Accompanied by low music, Steinberg led the audience through the making of the stone soup that would bring the community together, opening the floor for suggestions for ingredients. Into the soup went everything from cumin and tomatoes to food security and access to safe and affordable housing. When the soup was done and everyone in the village was fed, it was time for the women to go.
It’s through storytelling that Steinberg first came to Rhizome, and it was through this story that she offered her thanks at Rhizome’s farewell open house.
“What it has been for me is an extension of my living room, in the sense that I feel at home here, I feel safe here, I can be myself.”

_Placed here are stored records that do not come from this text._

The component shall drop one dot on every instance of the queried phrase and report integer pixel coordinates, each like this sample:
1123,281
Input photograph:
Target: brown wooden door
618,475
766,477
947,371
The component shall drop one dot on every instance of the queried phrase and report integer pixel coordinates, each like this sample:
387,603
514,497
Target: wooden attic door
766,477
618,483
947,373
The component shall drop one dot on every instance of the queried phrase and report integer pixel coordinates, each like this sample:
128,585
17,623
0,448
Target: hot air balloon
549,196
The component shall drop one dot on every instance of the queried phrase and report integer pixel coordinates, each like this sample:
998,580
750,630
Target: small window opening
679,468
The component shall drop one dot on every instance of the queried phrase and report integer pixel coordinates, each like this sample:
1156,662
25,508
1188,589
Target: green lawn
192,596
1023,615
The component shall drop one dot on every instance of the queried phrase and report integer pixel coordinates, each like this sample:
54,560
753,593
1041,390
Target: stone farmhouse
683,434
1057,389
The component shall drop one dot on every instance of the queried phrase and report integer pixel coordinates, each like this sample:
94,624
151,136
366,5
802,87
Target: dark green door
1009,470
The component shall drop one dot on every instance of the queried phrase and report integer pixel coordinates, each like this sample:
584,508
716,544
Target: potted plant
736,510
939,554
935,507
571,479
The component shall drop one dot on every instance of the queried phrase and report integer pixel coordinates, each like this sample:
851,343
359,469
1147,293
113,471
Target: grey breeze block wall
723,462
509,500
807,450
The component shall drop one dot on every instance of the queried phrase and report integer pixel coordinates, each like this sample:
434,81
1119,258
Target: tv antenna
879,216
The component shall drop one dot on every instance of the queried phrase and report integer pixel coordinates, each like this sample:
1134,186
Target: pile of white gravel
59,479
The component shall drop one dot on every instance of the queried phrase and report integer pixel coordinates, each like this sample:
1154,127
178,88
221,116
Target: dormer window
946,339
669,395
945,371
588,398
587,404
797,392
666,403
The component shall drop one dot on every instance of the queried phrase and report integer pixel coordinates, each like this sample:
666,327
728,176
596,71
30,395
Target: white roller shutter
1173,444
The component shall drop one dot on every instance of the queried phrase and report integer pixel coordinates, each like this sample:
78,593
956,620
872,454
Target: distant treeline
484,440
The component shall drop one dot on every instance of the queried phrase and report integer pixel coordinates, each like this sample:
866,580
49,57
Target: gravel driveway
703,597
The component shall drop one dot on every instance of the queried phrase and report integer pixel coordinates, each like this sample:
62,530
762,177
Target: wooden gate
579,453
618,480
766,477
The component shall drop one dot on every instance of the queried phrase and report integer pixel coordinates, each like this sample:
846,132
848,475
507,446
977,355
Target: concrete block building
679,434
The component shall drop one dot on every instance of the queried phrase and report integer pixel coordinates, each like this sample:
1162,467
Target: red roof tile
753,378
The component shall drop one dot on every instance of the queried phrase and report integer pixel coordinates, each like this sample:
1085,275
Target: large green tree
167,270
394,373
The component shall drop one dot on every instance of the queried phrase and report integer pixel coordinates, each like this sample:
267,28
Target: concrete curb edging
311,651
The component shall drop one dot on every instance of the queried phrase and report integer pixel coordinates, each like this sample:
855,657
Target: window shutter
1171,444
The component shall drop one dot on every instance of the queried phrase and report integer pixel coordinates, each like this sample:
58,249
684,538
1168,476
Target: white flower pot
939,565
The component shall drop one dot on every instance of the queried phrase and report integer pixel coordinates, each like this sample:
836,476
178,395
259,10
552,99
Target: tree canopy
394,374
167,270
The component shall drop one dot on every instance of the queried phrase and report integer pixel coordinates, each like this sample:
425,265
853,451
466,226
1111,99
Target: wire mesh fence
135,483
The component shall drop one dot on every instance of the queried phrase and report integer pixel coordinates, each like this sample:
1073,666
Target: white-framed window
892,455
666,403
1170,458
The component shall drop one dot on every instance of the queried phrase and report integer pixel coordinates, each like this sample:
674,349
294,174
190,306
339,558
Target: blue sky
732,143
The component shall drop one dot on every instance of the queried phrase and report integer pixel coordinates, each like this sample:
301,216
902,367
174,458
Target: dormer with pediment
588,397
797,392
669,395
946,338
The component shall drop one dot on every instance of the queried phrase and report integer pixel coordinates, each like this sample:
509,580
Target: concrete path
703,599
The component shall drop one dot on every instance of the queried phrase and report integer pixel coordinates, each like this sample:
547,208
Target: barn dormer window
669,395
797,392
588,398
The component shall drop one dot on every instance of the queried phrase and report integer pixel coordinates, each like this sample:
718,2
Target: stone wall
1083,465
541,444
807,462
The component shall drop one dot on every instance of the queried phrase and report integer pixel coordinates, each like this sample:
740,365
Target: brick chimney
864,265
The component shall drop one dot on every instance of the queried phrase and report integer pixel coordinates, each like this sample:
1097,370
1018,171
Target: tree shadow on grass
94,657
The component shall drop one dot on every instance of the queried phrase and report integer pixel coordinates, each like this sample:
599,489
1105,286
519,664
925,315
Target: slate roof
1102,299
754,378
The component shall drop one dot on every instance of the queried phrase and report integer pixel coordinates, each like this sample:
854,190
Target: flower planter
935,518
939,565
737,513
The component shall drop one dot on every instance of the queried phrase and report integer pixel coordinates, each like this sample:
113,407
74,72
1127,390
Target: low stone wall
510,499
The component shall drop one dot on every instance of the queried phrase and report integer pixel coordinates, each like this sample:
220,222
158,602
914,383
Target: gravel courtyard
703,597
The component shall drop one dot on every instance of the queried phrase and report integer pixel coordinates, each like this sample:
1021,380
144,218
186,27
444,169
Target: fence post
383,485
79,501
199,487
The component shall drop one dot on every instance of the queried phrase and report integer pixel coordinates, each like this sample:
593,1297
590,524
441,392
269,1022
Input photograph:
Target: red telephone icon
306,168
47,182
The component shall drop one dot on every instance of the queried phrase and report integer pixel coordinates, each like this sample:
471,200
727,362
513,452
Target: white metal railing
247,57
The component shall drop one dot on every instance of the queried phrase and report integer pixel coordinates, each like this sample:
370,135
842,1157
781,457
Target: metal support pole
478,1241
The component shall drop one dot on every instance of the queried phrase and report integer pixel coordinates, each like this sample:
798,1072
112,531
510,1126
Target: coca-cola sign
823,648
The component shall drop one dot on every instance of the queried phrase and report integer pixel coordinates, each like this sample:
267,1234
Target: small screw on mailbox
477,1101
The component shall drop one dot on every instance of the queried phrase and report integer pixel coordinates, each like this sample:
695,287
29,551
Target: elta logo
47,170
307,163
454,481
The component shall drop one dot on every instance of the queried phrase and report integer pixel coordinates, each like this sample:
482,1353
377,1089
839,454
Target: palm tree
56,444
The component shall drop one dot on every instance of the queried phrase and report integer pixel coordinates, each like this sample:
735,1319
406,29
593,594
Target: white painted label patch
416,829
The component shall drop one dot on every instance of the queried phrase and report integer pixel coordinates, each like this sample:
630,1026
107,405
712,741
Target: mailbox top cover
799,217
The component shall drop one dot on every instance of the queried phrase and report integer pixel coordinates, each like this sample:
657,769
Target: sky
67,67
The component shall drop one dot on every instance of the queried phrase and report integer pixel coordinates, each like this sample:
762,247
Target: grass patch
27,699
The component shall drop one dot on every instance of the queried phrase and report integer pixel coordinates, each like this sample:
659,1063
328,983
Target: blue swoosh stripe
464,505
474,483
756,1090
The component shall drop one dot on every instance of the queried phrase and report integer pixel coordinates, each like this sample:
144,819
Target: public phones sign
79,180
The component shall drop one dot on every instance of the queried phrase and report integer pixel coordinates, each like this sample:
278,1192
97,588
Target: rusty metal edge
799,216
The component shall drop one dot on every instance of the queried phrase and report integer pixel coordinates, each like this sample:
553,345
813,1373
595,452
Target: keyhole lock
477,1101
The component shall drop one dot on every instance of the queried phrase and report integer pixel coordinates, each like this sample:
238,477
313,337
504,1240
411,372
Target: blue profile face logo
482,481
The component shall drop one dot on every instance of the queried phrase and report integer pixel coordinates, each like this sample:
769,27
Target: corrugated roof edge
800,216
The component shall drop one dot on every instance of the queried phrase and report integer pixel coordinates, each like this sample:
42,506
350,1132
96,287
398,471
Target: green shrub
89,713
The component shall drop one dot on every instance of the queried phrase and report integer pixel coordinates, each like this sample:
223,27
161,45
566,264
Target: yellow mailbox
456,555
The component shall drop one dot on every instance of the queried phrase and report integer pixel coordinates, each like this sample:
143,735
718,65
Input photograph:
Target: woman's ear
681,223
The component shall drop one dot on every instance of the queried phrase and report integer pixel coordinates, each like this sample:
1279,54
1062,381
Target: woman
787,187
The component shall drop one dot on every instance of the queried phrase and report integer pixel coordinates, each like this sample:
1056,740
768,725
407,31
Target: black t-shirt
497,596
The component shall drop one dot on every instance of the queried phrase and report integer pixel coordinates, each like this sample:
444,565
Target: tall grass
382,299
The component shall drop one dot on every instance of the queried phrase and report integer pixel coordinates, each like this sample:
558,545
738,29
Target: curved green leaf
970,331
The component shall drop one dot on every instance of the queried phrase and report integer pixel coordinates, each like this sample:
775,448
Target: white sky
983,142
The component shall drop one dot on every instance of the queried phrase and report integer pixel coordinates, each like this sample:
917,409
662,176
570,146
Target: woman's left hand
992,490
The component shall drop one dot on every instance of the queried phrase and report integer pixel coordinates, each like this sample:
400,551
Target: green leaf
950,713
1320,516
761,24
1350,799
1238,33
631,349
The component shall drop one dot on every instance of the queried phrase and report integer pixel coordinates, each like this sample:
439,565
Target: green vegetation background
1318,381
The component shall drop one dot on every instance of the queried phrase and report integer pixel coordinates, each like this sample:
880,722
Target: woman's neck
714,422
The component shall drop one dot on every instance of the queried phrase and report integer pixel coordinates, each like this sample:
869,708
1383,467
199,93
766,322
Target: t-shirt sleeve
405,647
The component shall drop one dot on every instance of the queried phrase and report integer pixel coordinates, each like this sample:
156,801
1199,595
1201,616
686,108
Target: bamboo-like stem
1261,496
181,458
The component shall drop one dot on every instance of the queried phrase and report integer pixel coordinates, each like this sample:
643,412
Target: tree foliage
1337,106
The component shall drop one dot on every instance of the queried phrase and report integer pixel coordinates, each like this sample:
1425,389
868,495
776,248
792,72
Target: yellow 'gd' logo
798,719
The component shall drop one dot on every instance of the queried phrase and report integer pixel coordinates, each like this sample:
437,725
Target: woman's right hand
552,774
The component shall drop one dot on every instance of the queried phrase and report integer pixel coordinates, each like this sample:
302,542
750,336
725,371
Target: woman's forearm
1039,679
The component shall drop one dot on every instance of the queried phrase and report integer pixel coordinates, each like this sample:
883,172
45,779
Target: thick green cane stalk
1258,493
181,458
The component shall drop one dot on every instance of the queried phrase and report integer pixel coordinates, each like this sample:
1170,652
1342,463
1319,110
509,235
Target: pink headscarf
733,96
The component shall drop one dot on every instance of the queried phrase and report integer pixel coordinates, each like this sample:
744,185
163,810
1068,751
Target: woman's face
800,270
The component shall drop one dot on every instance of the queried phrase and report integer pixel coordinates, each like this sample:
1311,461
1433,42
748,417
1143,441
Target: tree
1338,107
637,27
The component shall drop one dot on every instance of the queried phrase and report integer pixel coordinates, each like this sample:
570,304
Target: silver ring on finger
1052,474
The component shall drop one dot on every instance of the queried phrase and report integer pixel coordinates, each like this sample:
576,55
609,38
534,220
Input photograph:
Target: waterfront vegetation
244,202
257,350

She says the connections forged in this place will only grow as the community decides how to move forward in new ways and in new spaces. She says it would be impossible to move backward now.
“There are enough people looking out for each other that there’s integrity, there’s resilience.”
The event kicked off with performances by 2poc (short for 2 pansies of colour) and all-butch choir Leadfoot. Throughout the evening, the café served dinner by donation — black bean and squash stew with a side of cornbread — and in breaks between performances, attendees were invited to take pictures at the photo booth and make a page to go in the Rhizome community ’zine. DJ Salsomana closed out the day with a dance party.
The open house was a celebration and a goodbye, but not the official closing day. The café will still open through July and possibly into August as owners Lisa Moore and Vinetta Lenavat tie up loose ends and search for the right people to take over the lease. The official closing day depends primarily on the lease transfer.
Lenavat says the event was a true representation of what Rhizome is all about.
“Everybody here was here with such intention,” she says. “It was full the whole time, yet people were coming in and out. I felt like it was totally seamless, like everyone was connected.”
She says she and Moore were overwhelmed by the love and support the community brought to the event. “There was an incredible energy and vibrancy.”
They look forward to a solid lineup of events over the next month.
Susan Lee moved to Vancouver in 2007. An organizer with the Toronto- and Vancouver-based social-justice group Justicia, Lee says she and the rest of the Justicia group felt immediately at home at Rhizome.
“It felt like a place I could bring my whole self,” she says. She moved to the Mount Pleasant neighbourhood that has been Rhizome’s home for the last seven years so she would be closer to the café.
“It’s somewhere to go when things are hard, and it’s somewhere to go when I have my best news.”
Hip-hop artist Jerilynn Webster, aka JB the First Lady, came to Rhizome in 2008, having just given birth to her son, Sequoia, a month early and looking for a venue at which to launch her first album. She needed something affordable; Rhizome donated the space for her event.
“They raised me as an artist,” she says, adding that Rhizome has done the same for many others, nurturing artists of all kinds and providing a platform from which to speak out.
She says Rhizome will leave a legacy of strong connections.
“I hope it inspires another group of people to do this work, too.”